Pages

Sunday, March 11, 2018

The San Francisco Main Library event was grand ...!

Shawna Sherman, Librarian responsible for the African American Division, was a fine interviewer who'd done her homework and asked questions that were probing and meaningful, and that gave me ways into the evening with confidence.

I'm gradually getting into  this book-signing thing, and feeling a bit more comfortable now that my "author" hat is becoming less an awkward fit, and more believable as the next step in this remarkable life of Betty.  Maybe there really is another place to stand as life continues into this final decade of unexpected successes and public attention.

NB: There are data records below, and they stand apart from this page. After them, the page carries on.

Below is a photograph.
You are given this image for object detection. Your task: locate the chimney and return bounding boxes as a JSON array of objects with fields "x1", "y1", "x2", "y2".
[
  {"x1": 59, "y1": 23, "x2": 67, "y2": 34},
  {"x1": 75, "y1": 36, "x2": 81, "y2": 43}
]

Dorian -- months before we knew ...
Do you suppose ranger-ing is not the final chapter to be lived?  Do you suppose there may be time for Life with Dorian?  That's the book that might have been most helpful to me in facing her future and mine lo those many confusing years ago.  Maybe those things learned along the way, sometimes painfully, might help some young mother of a challenging child to get through the early (and later) years.  There's still a lot of murkiness that needs clarification in the world of the developmentally disabled -- and since Dorrie and I have now arrived at a place where we can now claim relative success, perhaps there is a legacy embedded here that can be left as a guidance for others coping their way through life.  Do you suppose there may still be time for yet another book?  Wouldn't that be something?  Too ambitious?  Maybe, but just as it was with this first book, it has not only all been lived, but also written.  Just needs editing, perhaps. We'll see.

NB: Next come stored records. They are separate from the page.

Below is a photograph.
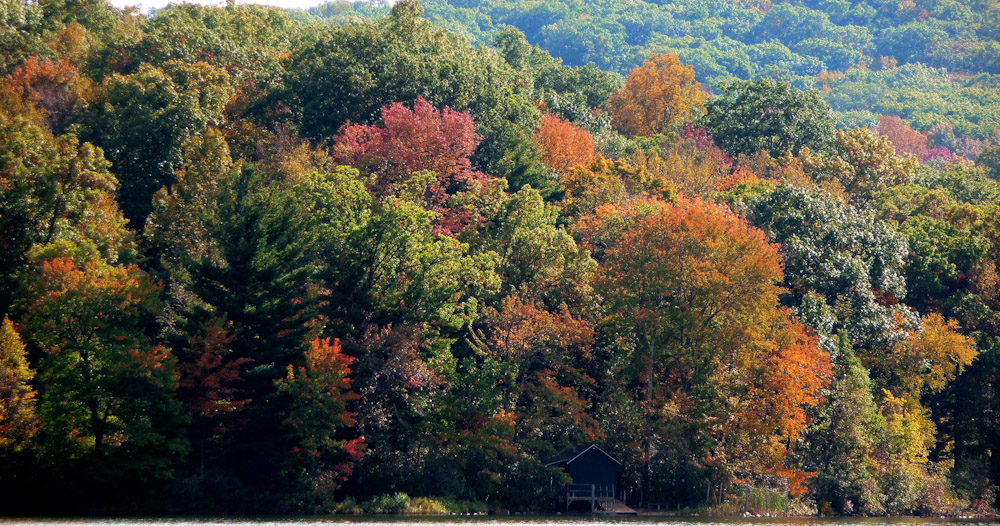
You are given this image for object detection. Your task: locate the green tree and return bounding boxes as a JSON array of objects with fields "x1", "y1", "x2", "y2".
[
  {"x1": 286, "y1": 2, "x2": 540, "y2": 182},
  {"x1": 741, "y1": 184, "x2": 919, "y2": 353},
  {"x1": 808, "y1": 331, "x2": 888, "y2": 515},
  {"x1": 0, "y1": 318, "x2": 38, "y2": 453},
  {"x1": 20, "y1": 254, "x2": 187, "y2": 483},
  {"x1": 0, "y1": 114, "x2": 133, "y2": 322},
  {"x1": 85, "y1": 61, "x2": 231, "y2": 229},
  {"x1": 702, "y1": 77, "x2": 833, "y2": 157}
]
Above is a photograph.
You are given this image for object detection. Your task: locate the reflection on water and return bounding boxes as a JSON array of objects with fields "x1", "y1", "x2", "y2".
[{"x1": 0, "y1": 516, "x2": 1000, "y2": 526}]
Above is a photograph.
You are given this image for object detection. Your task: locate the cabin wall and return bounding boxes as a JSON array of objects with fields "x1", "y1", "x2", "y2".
[{"x1": 569, "y1": 449, "x2": 618, "y2": 486}]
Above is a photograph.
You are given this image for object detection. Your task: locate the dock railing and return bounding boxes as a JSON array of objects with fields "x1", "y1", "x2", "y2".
[{"x1": 566, "y1": 484, "x2": 615, "y2": 513}]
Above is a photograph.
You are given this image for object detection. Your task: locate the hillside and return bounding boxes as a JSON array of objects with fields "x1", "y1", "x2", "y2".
[{"x1": 0, "y1": 0, "x2": 1000, "y2": 517}]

But for now, I'm thinking of devoting some time to doing an audio book for Sign my name, and that must be sandwiched in between book signings and readings near and far, but if we don't plan for that soon, it will be lost.  With folks spending more and more time trapped in commuter traffic, or trying to remain relevant through books when (at least among those sharing these final years with me) are having vision deficits to deal with, so to have one to slip into a form for listening may be critical.  I'm dependent upon listening now, and enjoy those read by the author far more than others.

One might have thought that these years might offer fewer alternatives for how one spends time, but that doesn't seem to be true, at least not yet.  It is becoming clear that -- whenever the end comes -- it will be in the middle of my movie!